They might have a different collection of nontreated people that they can build into a linear combination to produce a close match to their pretreatment behavior. And then you can go ahead and apply the treatment and find out what the results are. Now one piece of mathematics here I feel like I kinda have to describe, and that is how do you find this linear combination of non treated individuals that go ahead and match up with the treated individual? Well, what you're actually looking for here is this vector w, w star here in this summation notation. You're looking for this vector that actually minimizes this sum over the pretreatment time period between the treated individual behavior across that time series and the linear combination with those weights for the group that's in the non treaty population.
And under certain regularity conditions, which aren't too hard to meet, this this identity, this set of weights exists and can be used. And so you can find a weight that minimizes this sum difference here, and that means you've got a closely match linear combination. Now I simplified it greatly in this example I'm showing you. It's usually many, many more control points than just three or four, but the weights quickly drop off when there's a high collection of regularity to the way that this information is distributed. There's some caveats here statistically about, you know, finding matching vectors inside the convex hull of the non treated individuals and the covariant factors that you can sort of ignore for now or read about in the research if you're really interested in it.
So what does this actually mean? So it means that I can go ahead and take a look at these treated individuals and look at their synthetic controls, so both the blue treated individual and the red treated individual, compare them to their synthetic controls. We see the blue individual didn't become an Uber developer, but the red individual did. And so we can measure some kind of difference in impact on what happened to the thing we're measuring after the treatment period has has happened. So this is, are they using the platform more, or are they billing more on the platform?

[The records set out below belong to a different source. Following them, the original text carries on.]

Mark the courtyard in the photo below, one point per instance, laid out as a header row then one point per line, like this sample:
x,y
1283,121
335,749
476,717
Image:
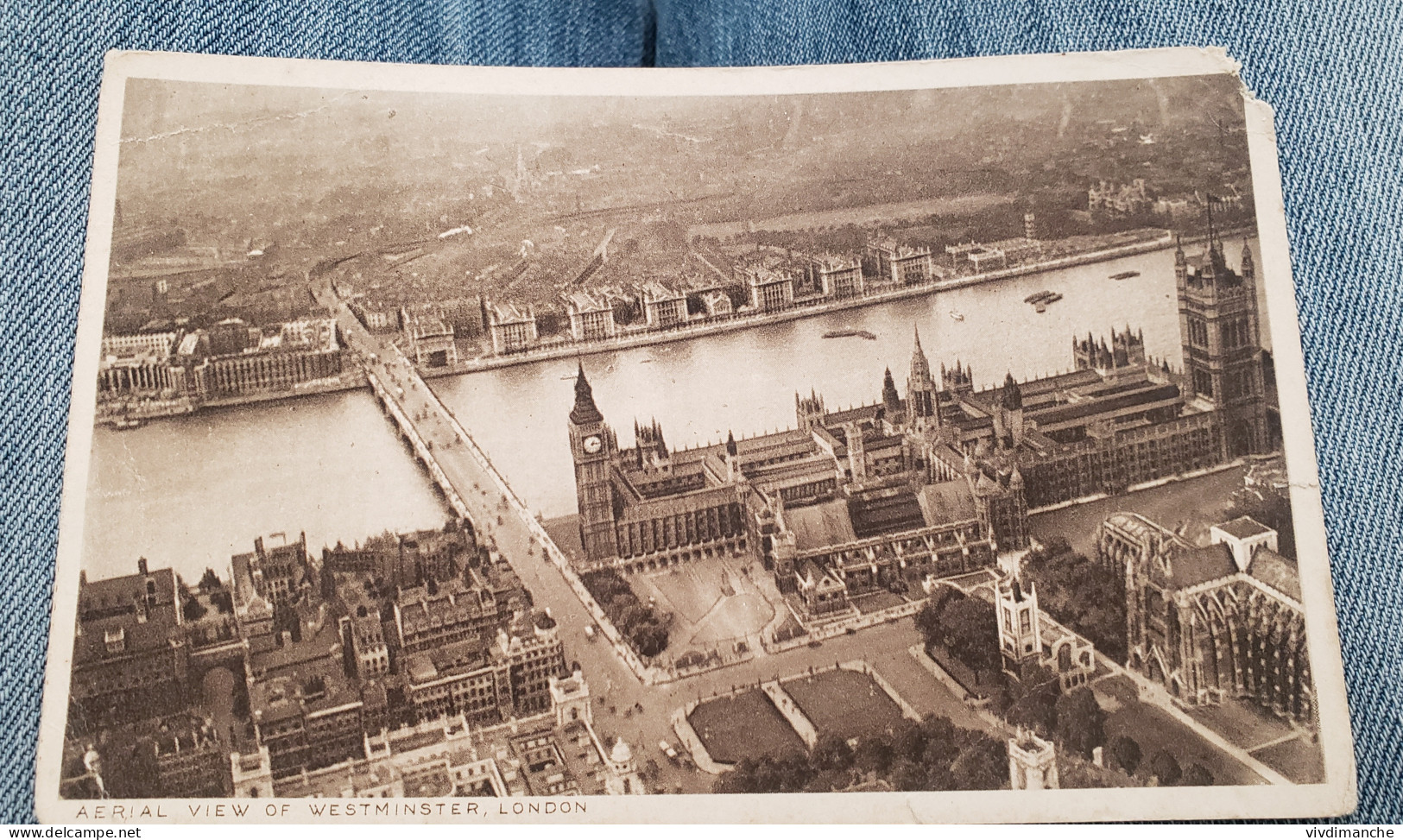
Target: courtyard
x,y
745,725
1155,729
1270,739
1196,503
844,703
713,602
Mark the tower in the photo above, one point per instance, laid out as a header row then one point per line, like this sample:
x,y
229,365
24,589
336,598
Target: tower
x,y
890,397
922,399
1008,417
570,698
1032,763
1001,501
1021,633
592,446
808,411
623,772
1219,330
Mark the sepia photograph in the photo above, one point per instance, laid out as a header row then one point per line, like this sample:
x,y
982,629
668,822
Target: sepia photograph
x,y
512,444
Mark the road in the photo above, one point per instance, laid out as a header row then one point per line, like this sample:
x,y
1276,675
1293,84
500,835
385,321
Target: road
x,y
617,692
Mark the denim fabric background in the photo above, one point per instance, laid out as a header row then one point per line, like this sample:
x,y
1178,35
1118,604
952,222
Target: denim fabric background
x,y
1333,71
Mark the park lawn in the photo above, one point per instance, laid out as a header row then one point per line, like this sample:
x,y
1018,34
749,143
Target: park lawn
x,y
844,703
744,727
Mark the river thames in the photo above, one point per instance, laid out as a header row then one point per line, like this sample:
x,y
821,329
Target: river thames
x,y
190,491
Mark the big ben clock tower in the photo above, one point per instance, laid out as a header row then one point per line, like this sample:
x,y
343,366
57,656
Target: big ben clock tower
x,y
592,445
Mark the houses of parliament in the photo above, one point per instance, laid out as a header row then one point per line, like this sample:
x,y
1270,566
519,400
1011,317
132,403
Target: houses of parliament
x,y
936,478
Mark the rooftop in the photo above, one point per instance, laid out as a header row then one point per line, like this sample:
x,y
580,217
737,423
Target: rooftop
x,y
1243,527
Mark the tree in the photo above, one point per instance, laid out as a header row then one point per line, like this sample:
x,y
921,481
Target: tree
x,y
1033,700
908,776
1197,776
1081,723
908,742
194,610
873,755
831,754
1165,767
1127,754
209,581
983,765
971,631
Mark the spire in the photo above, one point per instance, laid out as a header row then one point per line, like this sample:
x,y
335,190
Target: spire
x,y
920,365
890,397
1012,397
585,411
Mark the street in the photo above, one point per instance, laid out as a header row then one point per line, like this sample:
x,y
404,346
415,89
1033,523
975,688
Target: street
x,y
617,692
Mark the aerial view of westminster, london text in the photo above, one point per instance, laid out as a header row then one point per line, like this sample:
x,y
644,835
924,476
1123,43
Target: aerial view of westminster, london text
x,y
453,445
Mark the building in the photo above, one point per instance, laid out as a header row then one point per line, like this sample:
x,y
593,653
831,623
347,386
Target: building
x,y
769,291
276,570
995,256
1223,344
430,339
554,754
591,319
1212,622
844,505
716,303
438,615
150,344
307,711
408,559
898,264
191,761
1032,763
662,307
487,679
841,276
130,651
363,633
1126,199
262,372
931,481
1028,638
511,328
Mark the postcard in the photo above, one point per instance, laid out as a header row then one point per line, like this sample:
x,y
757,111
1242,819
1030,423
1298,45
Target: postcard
x,y
888,442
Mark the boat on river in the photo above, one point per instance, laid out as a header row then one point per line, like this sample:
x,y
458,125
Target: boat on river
x,y
128,422
850,334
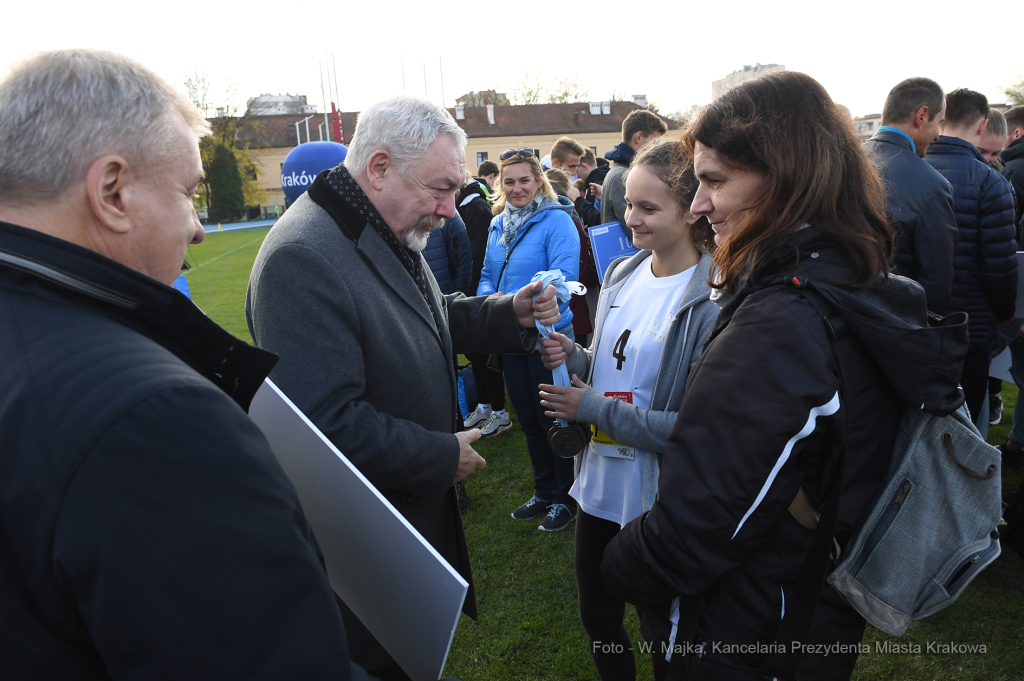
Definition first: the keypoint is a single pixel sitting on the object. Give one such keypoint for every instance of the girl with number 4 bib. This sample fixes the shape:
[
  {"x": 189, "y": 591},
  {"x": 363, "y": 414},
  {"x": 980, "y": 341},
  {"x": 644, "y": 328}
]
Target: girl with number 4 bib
[{"x": 653, "y": 316}]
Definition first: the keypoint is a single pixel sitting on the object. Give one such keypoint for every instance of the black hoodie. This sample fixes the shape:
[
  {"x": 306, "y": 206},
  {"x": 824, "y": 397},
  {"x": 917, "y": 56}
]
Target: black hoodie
[
  {"x": 474, "y": 207},
  {"x": 758, "y": 421}
]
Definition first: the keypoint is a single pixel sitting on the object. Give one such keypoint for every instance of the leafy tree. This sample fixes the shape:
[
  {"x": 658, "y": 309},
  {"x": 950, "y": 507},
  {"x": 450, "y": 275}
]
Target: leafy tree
[
  {"x": 224, "y": 131},
  {"x": 224, "y": 180},
  {"x": 1016, "y": 92}
]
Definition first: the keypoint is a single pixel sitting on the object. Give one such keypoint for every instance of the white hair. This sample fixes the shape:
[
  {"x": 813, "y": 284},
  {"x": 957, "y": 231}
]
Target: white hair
[
  {"x": 406, "y": 127},
  {"x": 60, "y": 111}
]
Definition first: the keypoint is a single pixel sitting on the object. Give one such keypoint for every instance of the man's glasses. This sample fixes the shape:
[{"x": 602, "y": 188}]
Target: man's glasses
[{"x": 509, "y": 153}]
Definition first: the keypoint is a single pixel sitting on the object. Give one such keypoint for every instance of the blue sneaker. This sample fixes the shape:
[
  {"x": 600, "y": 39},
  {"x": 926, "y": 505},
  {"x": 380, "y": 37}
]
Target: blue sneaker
[
  {"x": 536, "y": 507},
  {"x": 559, "y": 516}
]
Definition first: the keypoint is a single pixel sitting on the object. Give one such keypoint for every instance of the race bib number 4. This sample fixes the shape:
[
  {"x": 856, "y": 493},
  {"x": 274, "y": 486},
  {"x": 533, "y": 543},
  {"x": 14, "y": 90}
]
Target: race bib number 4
[{"x": 603, "y": 444}]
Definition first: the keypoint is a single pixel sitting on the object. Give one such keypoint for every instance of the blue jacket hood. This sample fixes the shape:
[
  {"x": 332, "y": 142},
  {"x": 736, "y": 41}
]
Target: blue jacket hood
[{"x": 622, "y": 154}]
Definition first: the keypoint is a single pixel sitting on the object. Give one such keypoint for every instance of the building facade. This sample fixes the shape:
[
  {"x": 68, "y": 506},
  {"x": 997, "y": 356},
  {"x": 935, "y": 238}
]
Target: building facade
[{"x": 491, "y": 129}]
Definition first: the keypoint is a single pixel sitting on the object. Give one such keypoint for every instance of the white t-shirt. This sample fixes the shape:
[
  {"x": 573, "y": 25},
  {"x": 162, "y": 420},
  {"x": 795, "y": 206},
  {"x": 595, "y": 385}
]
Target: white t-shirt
[{"x": 626, "y": 367}]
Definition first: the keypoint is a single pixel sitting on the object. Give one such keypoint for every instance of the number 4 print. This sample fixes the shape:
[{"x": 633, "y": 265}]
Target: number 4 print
[{"x": 619, "y": 351}]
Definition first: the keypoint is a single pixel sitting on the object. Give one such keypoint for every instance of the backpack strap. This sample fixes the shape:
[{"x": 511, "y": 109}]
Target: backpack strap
[{"x": 817, "y": 561}]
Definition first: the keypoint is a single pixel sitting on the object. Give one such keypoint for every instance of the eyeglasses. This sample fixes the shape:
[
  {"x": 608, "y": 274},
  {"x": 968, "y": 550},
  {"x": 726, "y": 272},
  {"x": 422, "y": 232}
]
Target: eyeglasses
[{"x": 509, "y": 153}]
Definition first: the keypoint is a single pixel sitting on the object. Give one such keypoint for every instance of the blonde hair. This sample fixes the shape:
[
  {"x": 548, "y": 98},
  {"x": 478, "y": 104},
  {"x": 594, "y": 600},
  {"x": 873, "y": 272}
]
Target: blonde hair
[{"x": 535, "y": 167}]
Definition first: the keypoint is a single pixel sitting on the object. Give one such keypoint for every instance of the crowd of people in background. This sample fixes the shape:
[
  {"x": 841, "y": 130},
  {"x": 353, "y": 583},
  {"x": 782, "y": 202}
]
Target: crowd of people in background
[{"x": 701, "y": 371}]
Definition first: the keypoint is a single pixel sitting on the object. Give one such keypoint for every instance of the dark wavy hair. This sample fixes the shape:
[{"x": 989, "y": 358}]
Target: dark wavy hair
[
  {"x": 785, "y": 126},
  {"x": 671, "y": 163}
]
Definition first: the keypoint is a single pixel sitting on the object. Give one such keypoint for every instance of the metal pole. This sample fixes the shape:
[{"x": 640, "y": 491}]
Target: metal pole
[
  {"x": 336, "y": 90},
  {"x": 321, "y": 66},
  {"x": 440, "y": 67}
]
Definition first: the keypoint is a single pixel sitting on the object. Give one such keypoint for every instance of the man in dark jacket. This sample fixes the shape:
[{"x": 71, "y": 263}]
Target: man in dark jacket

Some kind of time series data that identifies that there's a difference there. Now you might be like, well, Adam, that's kinda complicated. Not only is there a bunch of math in there, but I've you're only doing it across two people. You had to do a whole bunch of work, and I gotta do it against a population of a thousand people that came to my conference. Well, that's great.
That's what programming is good for and packages are really good for. Unfortunately, there's been some work done by a political scientist at UC San Diego who actually generalizes this in a static control method that actually takes into account some of the sort of difficulties of using it that was created in the original cases. And best thing for us possible is actually created an R package that you can go ahead and use to do exactly those computations. And so this is kind of like the the really useful part of this. It's like somebody's already done all the hard work for you.
All you gotta do is munch your data into the format that's necessary in order to get these results. So I built a sample data app dataset to go ahead and show what this one looks app winds up actually looking like. So why don't we walk through that really quickly? So in this fictitious example, you've got 50 customers, five of which were in a treatment group. Maybe you invited them to a developer advisory panel, and they came and you gave them the inside track of where your product's going, and it wound up producing more use.
You're expecting it to produce more usage out of them in the post treatment period. You have telemetry data for the 20 time steps pretreatment, and we're gonna only look at the 10 time steps afterwards. Now that could be weekly billing data. It could be weekly platform usage or daily platform usage, for example. The the idea is that you have the data that sort of lines up for that.
So let's take a look at what that data looks like. Here, you can see in the first left hand side of this chart, you can actually see the time periods the first 20 time periods from zero to 20. You can actually see the utilization or billing rates for each one of the customers. And then at time 20, the intervention happens, so the developer advisory panel happens. And then the five people that went to those developer advisory panels, the ones that marked in gray red, you can actually see that there's some kind of change or delta in the way that their spend or engagement platform increases.
And across those 10 time periods post intervention, you can say, well, what is the difference? It looks like we're getting more out of those guys than they are out of the average, but how can I actually tell? How can I actually know what's being what's what's happening? Well, what you do is you take the average, you find the synthetic controls for all of those individuals in the treated group, you take the average of those, and then you can graph them against one another. And this is what the G Sync package actually does.
You can see in the pretreatment time period, before time period 20, you can actually go ahead and see that these things tightly match against one another. There's very, very little variation. And that's by design. You are picking those weights w, actually minimize the difference between those two things. So your control group, your synthetic control, and your treatment group are very, very closely matched there.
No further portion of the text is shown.